2.5. Test Bacteria and Preparation of Inocula
The bacteria used for the study were Staphylococcus aureus (American Type Culture Collection (ATCC) 29213), Staphylococcus epidermidis (ATCC 14990), Enterococcus faecalis (ATCC 29212), Pseudomonas aeruginosa (Deutsche Sammlung von Mikroorganismen und Zellkulturen (DSM) 1117), Escherichia coli (DSM 25944), and Salmonella typhi (ATCC 6539). Bacterial inoculum was prepared using the Clinical and Laboratory Standards Institute (CLSI)–recommended direct colony suspension method described by [32–34]. A loopful of a 24-h bacterial suspension was streaked on nutrient agar (Biomark Laboratories, Pune, India) and incubated for 18–24 h at 35 ± 2°C. About two to three well-isolated colonies of similar morphology were picked from the 18–24-h agar plate culture using a sterile inoculating loop, then suspended in 10 mL Mueller–Hinton broth (MHB) (Oxoid Ltd, Basingstoke, United Kingdom), vortexed, and incubated for about 2–4 h at 35 ± 2°C. The density of the bacterial suspension was adjusted to 0.5 McFarland Turbidity Scale, equivalent to a bacterial inoculum size of 1–2 × 108 colony-forming units (CFU)/mL.
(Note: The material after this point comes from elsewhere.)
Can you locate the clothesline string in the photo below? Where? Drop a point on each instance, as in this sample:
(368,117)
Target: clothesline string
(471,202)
2.6. Agar Well Diffusion Assay
The initial susceptibility of the test bacteria to the crude extracts was determined using the agar well diffusion assay described by Balouiri et al. [33]. A volume of the adjusted bacterial suspension (100 μL) was transferred onto a sterile Mueller–Hinton agar (MHA) (Oxoid Ltd, Basingstoke, United Kingdom) plate and evenly spread on the entire surface of the plate using a sterile cotton swab. With a sterile cork borer (diameter = 6 mm), four equidistant wells were aseptically created on the plate and left to dry for about 5 min. Each extract (100 μL), of varying concentrations (200, 100, and 50 mg/mL prepared in 1% v/v DMSO), was transferred into the respective well and allowed to stand at room temperature for 2 h to allow the extract to diffuse into the medium. The plates were then incubated at 35 ± 2°C for 18–24 h, and the zones of inhibition were measured in millimeters. DMSO (1% v/v) and sterile MHB without any extract/antibiotic were used as negative quality controls, while ciprofloxacin (4.00 μg/mL) and tetracycline (64.00 μg/mL) were used as positive quality controls. Determinations were done in duplicates and repeated on three separate occasions.
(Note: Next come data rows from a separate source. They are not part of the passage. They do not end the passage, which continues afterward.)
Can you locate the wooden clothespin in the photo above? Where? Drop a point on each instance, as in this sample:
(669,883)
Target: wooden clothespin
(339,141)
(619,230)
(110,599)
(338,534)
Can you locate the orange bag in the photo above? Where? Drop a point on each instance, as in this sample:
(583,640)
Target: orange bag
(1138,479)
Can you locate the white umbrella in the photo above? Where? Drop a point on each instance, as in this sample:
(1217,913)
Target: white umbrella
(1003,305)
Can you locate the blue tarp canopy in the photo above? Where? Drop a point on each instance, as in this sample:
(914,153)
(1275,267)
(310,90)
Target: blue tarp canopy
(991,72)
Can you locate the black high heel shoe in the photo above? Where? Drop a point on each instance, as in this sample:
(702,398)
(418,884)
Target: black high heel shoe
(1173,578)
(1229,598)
2.7. Determination of Minimum Inhibition Concentration (MIC)
The broth macrodilution technique previously described [33, 34] was used to determine the MIC of the crude extracts. Twofold serial dilution of each crude extract was prepared in sterile MHB from a stock solution of 50 mg/mL to obtain varying concentrations ranging from 25.00 to 0.05 mg/mL. An aliquot (3 mL) of each extract solution was pipetted into sterile test tubes and inoculated with 100 μL of a 24 h bacterial suspension (prepared in sterile MHB and adjusted to 0.5 McFarland Scale). After mixing, the inoculated tubes were incubated for 24 h at 35 ± 2°C. After the 24-h incubation period, 20 μL of 3-(4, 5-dimethylthiazol-2-yl)-2,5-diphenyltetrazolium bromide (MTT), 1.25 mg/mL, was added to each test tube and incubated for 30 min at 35 ± 2°C. The lowest concentration of the extract at which there was no purple coloration upon the addition of MTT indicated that there was no bacterial growth and was regarded as the MIC. Extracts only without inoculum, sterile MHB without extract and inoculum, and inoculum without extract were used as quality controls. The procedure was performed in triplicate. The same procedure was used for the standard antibiotics using their respective concentration range (Supporting Information 1).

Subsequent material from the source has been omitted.